* [PATCH v3 0/2] btrfs: output more info for -ENOSPC caused transaction abort
@ 2022-08-25 7:09 Qu Wenruo
2022-08-25 7:09 ` [PATCH v3 1/2] btrfs: output human readable space info flag Qu Wenruo
` (2 more replies)
0 siblings, 3 replies; 5+ messages in thread
From: Qu Wenruo @ 2022-08-25 7:09 UTC (permalink / raw)
To: linux-btrfs
[Changelog]
v3:
- Drop the multi-line output change
The biggest problem is, for the space info dump, it can be ratelimited
especially for enospc_debug mount option.
Thus multi-line can be more confusing when it's related-limited or
interrupted by other lines.
So this version will reuse the old single line output.
v2:
- Add a new line to show the meaning of the metadata dump.

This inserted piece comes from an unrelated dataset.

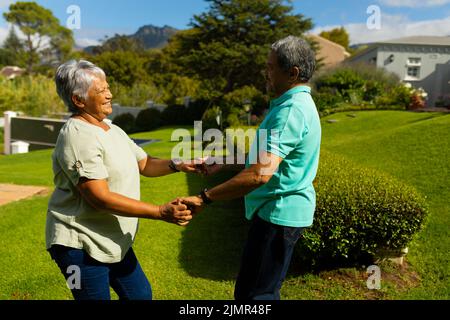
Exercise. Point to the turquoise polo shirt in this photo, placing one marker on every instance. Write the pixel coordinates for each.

Previous output only includes the reserved bytes and size bytes,
but not showing which is which, thus still need to check the code
We have some internal reports of transaction abort with -ENOSPC.
Unfortunately it's really hard to debug, since we really got nothing
other than the error message for most cases.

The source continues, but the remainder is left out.